Income tax increase for police on Nov. 6 ballot

By Scott Rawdon

BALTIMORE – Baltimore Police Chief Michael Tussey said a November income tax police levy would restore services to where they were before four village employees, including two officers, were laid off late last year.

He said the proposed tax is .75 percent and equals 1.5 cents for each $2 of income earned. “This increase does not apply to any pensions, Social Security or disability incomes,” he said. “In that way, senior citizens and fixed income residents will see no increase in what they pay.” Tussey said this also helps to reduce the amount needed from residents by applying the increase to anyone who works in the village regardless of where they live.

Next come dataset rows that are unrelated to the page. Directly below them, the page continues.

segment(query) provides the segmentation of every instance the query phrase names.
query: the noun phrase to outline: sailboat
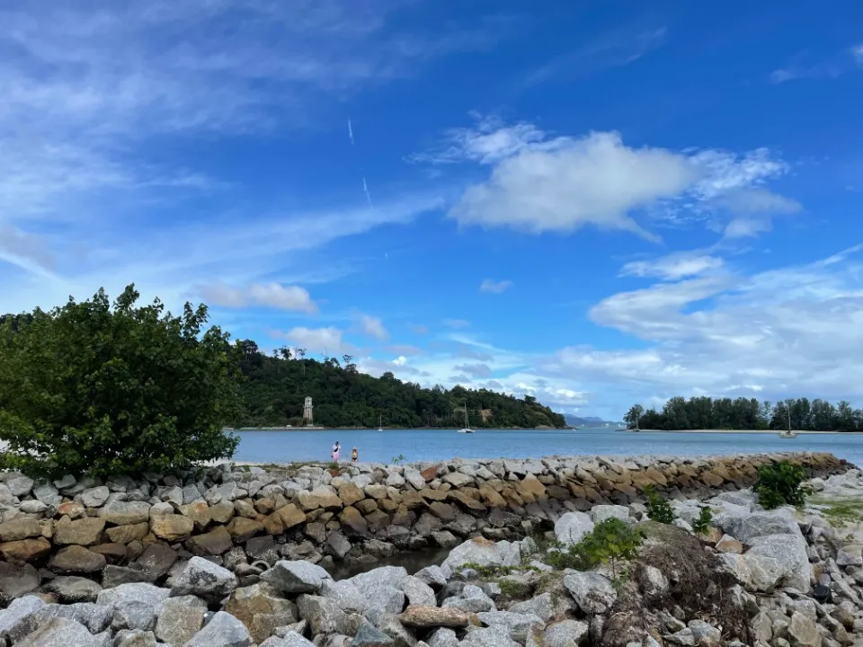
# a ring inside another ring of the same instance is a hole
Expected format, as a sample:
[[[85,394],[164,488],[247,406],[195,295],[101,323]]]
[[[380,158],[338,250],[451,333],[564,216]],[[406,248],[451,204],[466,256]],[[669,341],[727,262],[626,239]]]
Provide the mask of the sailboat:
[[[467,421],[467,403],[465,403],[465,427],[464,429],[458,430],[458,433],[473,433],[474,430],[470,428],[470,423]]]
[[[797,432],[791,430],[791,404],[788,404],[788,430],[782,430],[778,434],[779,438],[796,438]]]

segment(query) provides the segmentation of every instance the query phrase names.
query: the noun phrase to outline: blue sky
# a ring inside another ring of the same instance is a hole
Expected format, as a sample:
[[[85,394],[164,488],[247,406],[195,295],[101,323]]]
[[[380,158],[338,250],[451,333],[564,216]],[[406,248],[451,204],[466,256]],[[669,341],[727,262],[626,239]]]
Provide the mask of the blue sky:
[[[134,281],[263,348],[583,415],[863,403],[859,3],[0,22],[0,311]]]

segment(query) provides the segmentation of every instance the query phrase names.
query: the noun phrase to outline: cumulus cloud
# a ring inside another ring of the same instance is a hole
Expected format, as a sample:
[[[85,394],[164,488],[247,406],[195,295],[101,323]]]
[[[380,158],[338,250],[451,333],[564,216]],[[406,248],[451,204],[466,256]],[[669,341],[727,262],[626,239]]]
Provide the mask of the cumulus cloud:
[[[304,312],[314,315],[317,305],[312,301],[308,290],[298,286],[280,283],[253,283],[245,288],[235,288],[224,282],[211,283],[200,288],[204,299],[223,307],[264,306],[280,310]]]
[[[362,327],[363,334],[369,337],[374,337],[381,341],[389,339],[389,332],[384,327],[384,323],[380,320],[380,317],[360,315],[360,324]]]
[[[471,162],[489,167],[449,209],[462,225],[506,226],[531,234],[584,226],[658,236],[639,212],[789,213],[793,199],[764,188],[788,172],[765,148],[743,155],[722,150],[674,151],[627,146],[617,132],[554,137],[529,123],[508,125],[474,115],[473,128],[453,129],[442,146],[414,155],[431,164]]]
[[[512,287],[511,280],[495,281],[491,279],[485,279],[479,284],[480,292],[490,292],[491,294],[503,294]]]

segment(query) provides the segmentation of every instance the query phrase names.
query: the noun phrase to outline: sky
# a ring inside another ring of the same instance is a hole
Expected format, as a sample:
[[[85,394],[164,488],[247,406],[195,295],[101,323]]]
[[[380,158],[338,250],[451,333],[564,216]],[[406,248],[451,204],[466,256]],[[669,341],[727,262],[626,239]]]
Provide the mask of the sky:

“This way of funding also is tied to the growth of the village,” said Tussey. “As more people move here or more businesses locate here, the amount generated would increase. If the village stays at its current level, then the amount collected would stay the same.”

Tussey said that should the levy pass, Baltimore would return to fulltime overnight patrol of the village and a general increase in patrol coverage at other times. “It also will reduce response time for calls for service,” he said. “Currently, due to a lack of officers, we have times that no one is on patrol in the village.”

Tussey said the village would also be able to return to many of the community services that residents have requested such as the senior citizen outreach program, school safety day, a new block watch program, and implementation of new safety programs. “I think that it is also important for people to know that the police department has nothing to do with the increases in water and wastewater bills,” he said. “We are funded from the general fund, whereas the water and wastewater is funded from a different revenue source.”

If the income tax fails, Tussey knows there will be cuts, but he’s not sure where yet. “We just don’t know,” he said. Tussey said he’s waiting to see how much the department receives, or no longer receives, through state revenue. He said he’ll have to find ways to make reductions while still maintaining minimum services. “We’re about on a shoe string as it is,” he said. “There’s not a whole lot left to cut from.”